Simon Sinek’s solution to the problem’s facing millennials in the workplace (Sinek video)is a repeat of what got them there in the first place. While I concur with Sinek about the challenges employers face in dealing with this young workforce, his placing the onus of responsibility on companies is misplaced and apt to make matters worse.
Top 500 business owners and CEO’s I have spoken with all over the world agree that many of the young adults they are hiring lack some critical skills: ability to delay gratification, people skills, collaboration, self-reliance, self-motivation, and the ability to work hard with the long-term in mind. These millennials require a lot of external praise and guidance to keep them on task, and have a hard time coping with the normal ups and downs and failures of life. They also seem to want to choose their hours and garner the corner office without putting in the sweat equity to earn it.
Sinek states in his presentation that these young adults have been dealt a bad hand because their parents didn’t raise them in a way that allowed them to develop these vital life skills. Parents micromanaged, overindulged, and overprotected them as kids, causing them to look outward to adults like their bosses to fill that role. Despite all of that, I can’t look past the truth that we are talking about a lot of 25-35 year old adults, not 15-year-old kids. When will they step up and start taking responsibility for their own lives; when will they grow up?

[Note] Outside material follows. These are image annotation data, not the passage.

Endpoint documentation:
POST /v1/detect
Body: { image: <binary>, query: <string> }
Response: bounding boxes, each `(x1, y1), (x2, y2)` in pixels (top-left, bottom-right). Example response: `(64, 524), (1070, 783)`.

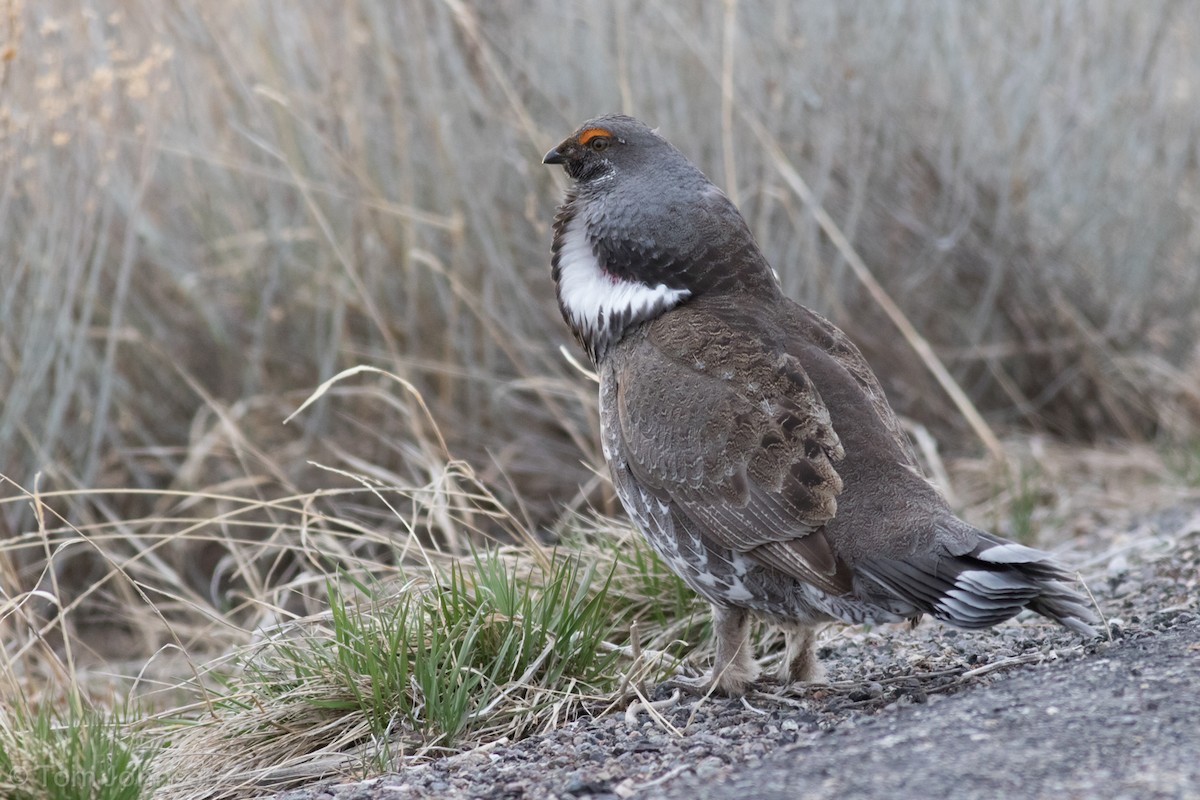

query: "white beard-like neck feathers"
(556, 218), (691, 363)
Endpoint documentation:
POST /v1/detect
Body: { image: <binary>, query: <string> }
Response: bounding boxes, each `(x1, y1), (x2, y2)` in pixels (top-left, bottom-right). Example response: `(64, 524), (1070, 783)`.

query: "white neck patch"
(558, 219), (691, 360)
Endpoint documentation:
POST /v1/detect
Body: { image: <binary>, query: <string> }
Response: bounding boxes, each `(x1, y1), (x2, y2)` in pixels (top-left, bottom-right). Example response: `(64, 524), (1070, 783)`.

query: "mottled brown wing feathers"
(617, 309), (851, 594)
(787, 303), (917, 465)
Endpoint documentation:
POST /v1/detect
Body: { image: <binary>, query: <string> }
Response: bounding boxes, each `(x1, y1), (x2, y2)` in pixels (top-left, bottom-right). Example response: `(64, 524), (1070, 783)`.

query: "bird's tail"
(860, 517), (1099, 637)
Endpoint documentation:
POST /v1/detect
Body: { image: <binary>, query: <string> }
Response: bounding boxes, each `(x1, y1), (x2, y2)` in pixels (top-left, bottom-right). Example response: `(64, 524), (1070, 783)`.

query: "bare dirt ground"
(270, 505), (1200, 800)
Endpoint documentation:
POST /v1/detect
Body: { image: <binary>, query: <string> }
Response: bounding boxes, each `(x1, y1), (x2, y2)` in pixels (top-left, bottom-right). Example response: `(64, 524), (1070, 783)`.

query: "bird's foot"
(660, 673), (716, 697)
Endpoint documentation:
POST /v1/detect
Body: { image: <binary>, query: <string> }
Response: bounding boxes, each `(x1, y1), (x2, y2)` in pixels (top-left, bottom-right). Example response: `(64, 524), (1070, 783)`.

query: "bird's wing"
(614, 309), (851, 594)
(788, 305), (917, 467)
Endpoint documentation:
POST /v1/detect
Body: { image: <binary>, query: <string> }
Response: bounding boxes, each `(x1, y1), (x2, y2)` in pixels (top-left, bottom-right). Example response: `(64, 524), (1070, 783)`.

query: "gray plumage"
(544, 115), (1096, 694)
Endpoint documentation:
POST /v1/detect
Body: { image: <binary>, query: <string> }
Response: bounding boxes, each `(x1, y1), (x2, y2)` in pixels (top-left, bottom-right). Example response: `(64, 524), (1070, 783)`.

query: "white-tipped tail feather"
(859, 519), (1098, 636)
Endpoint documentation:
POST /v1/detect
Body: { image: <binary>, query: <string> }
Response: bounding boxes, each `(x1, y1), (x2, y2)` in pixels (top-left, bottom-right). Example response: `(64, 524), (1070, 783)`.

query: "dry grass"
(0, 0), (1200, 796)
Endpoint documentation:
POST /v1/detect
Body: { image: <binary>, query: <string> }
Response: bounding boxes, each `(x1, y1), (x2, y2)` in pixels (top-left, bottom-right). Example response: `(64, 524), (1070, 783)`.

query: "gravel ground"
(270, 506), (1200, 800)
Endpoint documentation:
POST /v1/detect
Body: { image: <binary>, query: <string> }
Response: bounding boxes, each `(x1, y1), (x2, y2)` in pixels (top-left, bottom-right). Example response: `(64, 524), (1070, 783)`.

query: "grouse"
(542, 115), (1097, 696)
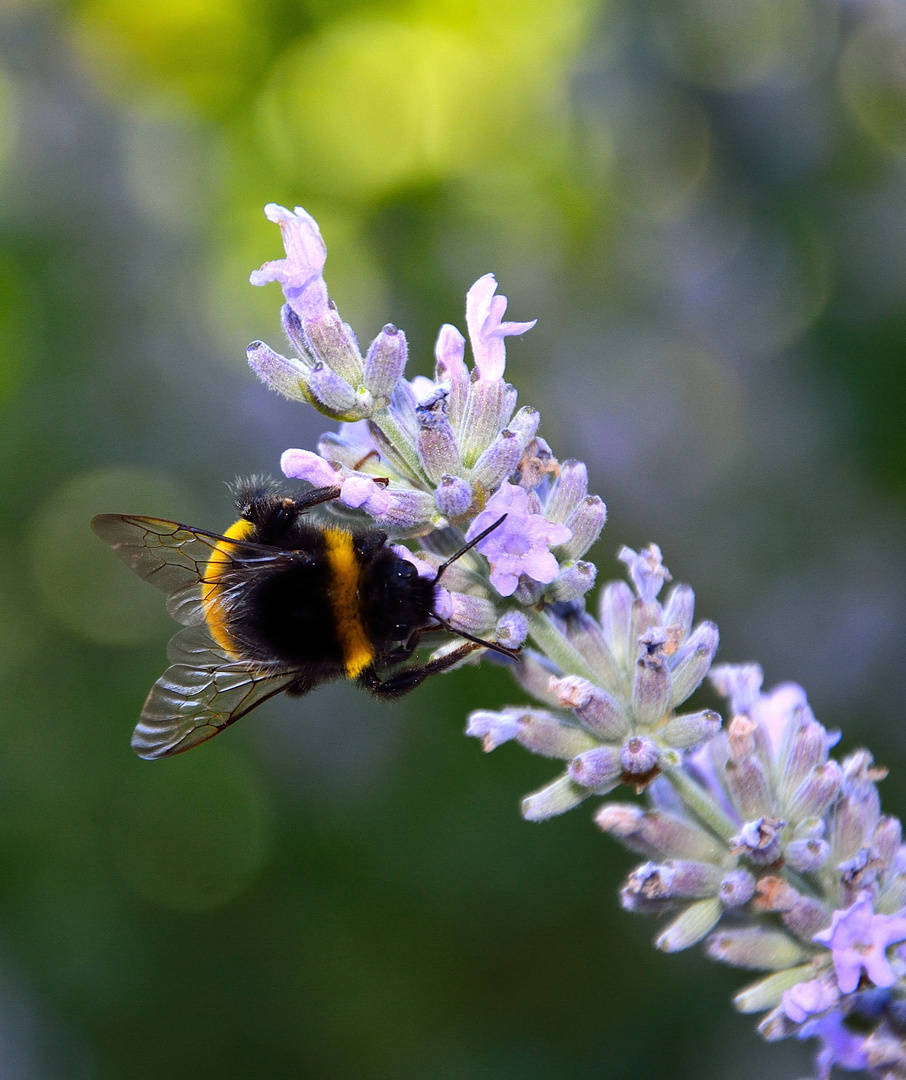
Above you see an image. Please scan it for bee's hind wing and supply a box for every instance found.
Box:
[132,626,308,758]
[91,514,279,626]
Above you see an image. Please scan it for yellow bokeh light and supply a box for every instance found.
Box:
[69,0,263,114]
[259,2,585,200]
[840,4,906,154]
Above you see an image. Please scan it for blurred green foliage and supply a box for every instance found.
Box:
[0,0,906,1080]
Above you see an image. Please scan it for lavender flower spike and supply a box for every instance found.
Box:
[249,205,906,1080]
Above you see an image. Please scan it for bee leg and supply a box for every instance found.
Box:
[361,642,484,699]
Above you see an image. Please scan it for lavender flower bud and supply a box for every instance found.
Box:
[632,640,671,727]
[544,461,589,524]
[551,675,630,741]
[630,597,667,643]
[511,436,556,491]
[363,323,407,401]
[625,860,720,900]
[434,323,469,427]
[368,419,416,476]
[620,735,661,777]
[510,649,559,707]
[726,756,773,821]
[508,405,542,453]
[658,708,721,750]
[598,581,635,666]
[784,839,830,874]
[434,474,472,521]
[617,543,671,604]
[654,897,724,953]
[781,720,827,792]
[569,746,623,789]
[449,593,497,634]
[718,869,755,907]
[471,428,523,491]
[730,818,786,866]
[670,622,720,708]
[557,495,607,561]
[566,611,628,690]
[781,896,830,944]
[495,611,528,649]
[309,360,357,419]
[733,963,814,1013]
[364,487,436,531]
[305,300,362,384]
[595,802,726,864]
[707,927,808,971]
[547,562,597,602]
[831,784,881,862]
[787,761,842,821]
[516,708,597,761]
[460,379,513,469]
[871,814,903,866]
[465,708,522,754]
[522,775,592,821]
[245,341,309,402]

Sinek says that companies need to work extra hard to help millennials build confidence, overcome challenges, find more balance, and overcome their need for instant gratification. Hasn’t that been the faulty script followed by their parents, i.e. doing things for them, rescuing them, and taking responsibility for their happiness? Qualities like grit and self-efficacy cannot be given to kids and adults, they have to be earned through having opportunities to meet challenges, overcome obstacles, and deal with mistakes and failures and disappointments. I don’t think people have to suffer in order to learn, but many times our best lessons come from periods of hardship and failure. The way for these young adults to learn how to find joy and fulfillment in their work is to get out of their way, stop micromanaging them, allow them to find their own motivation, and require them to work hard at their jobs. People who have that kind of autonomy do become more fulfilled because they own the results of their labor.
Millennials need to parent themselves, motivate themselves, encourage themselves, and push themselves. Businesses should create an environment where employees feel heard, valuable, and autonomous. When they come to their parents or boss frustrated or upset, the best response comes with a question right back to them, “So what will you do?” If a 30 year old can’t cut it in this kind of workspace, then maybe they need to experience the consequence of not working hard and long; losing your job might be the best thing that ever happened to them if it serves as a wakeup call.
Instead of blaming mommy and daddy and their boss, millennials need to point the finger inward and take charge of their life.